File Synchronization Method
File synchronization is at the heart of MultiHop Analysis. By aligning the files in time and determining whether timestamp differences are the result of delay versus clock drift and other collection artifacts, Observer can show you not only aggregate delay, but also the proportion of delay with each hop.
Identifying how much data to synchronize and where to start
There are many possible methods that Observer can use to synchronize the files. The best one to use depends on two factors: How long were the captures? and How closely in time were the captures started and stopped?
This is because of a phenomenon called clock drift: two system clocks inevitably drift apart because no two clock crystals are exactly the same, and even if they were, ambient temperature differences also affect clock rates.
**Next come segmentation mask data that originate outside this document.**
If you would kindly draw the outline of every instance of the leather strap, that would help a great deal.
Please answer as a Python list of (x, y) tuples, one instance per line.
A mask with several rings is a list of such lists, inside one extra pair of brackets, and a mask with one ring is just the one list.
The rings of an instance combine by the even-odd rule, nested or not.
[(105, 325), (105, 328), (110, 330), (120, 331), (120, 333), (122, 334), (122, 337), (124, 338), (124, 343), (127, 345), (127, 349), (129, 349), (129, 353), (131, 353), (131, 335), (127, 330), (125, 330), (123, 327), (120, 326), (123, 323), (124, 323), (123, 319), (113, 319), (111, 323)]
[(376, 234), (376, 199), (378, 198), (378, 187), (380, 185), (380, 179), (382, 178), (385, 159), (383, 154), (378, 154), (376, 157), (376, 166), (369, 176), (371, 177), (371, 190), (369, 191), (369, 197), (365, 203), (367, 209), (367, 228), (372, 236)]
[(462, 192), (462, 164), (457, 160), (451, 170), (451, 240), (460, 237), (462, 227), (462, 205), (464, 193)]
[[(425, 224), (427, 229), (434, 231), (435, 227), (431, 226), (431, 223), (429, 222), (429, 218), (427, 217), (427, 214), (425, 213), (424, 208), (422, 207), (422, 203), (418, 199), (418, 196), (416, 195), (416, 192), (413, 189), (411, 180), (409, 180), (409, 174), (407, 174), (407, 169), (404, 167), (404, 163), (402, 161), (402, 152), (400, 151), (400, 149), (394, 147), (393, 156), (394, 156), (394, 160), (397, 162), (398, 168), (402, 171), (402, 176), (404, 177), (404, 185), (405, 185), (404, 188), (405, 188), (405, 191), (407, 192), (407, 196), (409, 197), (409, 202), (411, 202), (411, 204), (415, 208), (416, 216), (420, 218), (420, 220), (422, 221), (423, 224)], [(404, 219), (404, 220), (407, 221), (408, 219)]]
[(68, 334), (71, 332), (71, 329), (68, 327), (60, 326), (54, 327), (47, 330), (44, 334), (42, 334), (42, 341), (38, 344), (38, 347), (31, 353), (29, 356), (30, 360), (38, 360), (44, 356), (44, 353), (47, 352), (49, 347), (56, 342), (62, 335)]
On shorter captures (i.e., four minutes or less), this is not usually an issue, so choose the first option. For longer captures (more than four minutes), the best method to choose depends on how closely the buffer files’ start and stop times conform to each other.
Synchronize using all data from both files—This method is best for shorter captures (of four minutes or less) where all the captures were started and stopped within a second of each other, and clock drift is not an issue.
Synchronize using a sliding window having the smallest variance—Using this method, Observer analyzes the two packet captures to find a window of time where the timestamps coincide with the least variance. This method is best for finding transactions across longer captures that were not very precisely synchronized regarding start and stop times.
Synchronize at the beginning of the files with a clock drift correction—This method (the default) corrects for the inevitable differences between probe system clocks by comparing the beginning and end packets of all captures to determine clock drift. This method is best for longer captures (of four minutes or more) where all the captures were started and stopped within a few seconds of each other.
Identifying synchronization artifacts versus actual delay
Different methods work better for determining synchronization artifacts (such as clock drift and other system clock differences) versus actual delay caused by the network.
Calculate synchronization using average delay times—Choose this option if delay times are fairly uniform and short (such as delay times typical between local network segments).
Calculate synchronization using minimum delay times—Choose this option (the default) if there are longer delays between segments, or delay times vary from short to long (such as delay times that would be typical of a WAN connection to a remote segment of your network that experiences congestion).
Time Synchronization Window (msecs)—Use the default value (20000) in most cases. If packet IDs are being recycled (e.g. reset to zero) because they are being used up too quickly due to the volume of traffic, you can set this value lower.
Use Header following the GRE or GTP Header for Encapsulation/Tunneling—GRE (Generic Routing Encapsulation) and GTP (GPRS Tunneling Protocol) are two encapsulation protocols that may have been deployed on your network. To show the encapsulation IP addresses, leave the box unchecked; to show the nested IP addresses, check the box.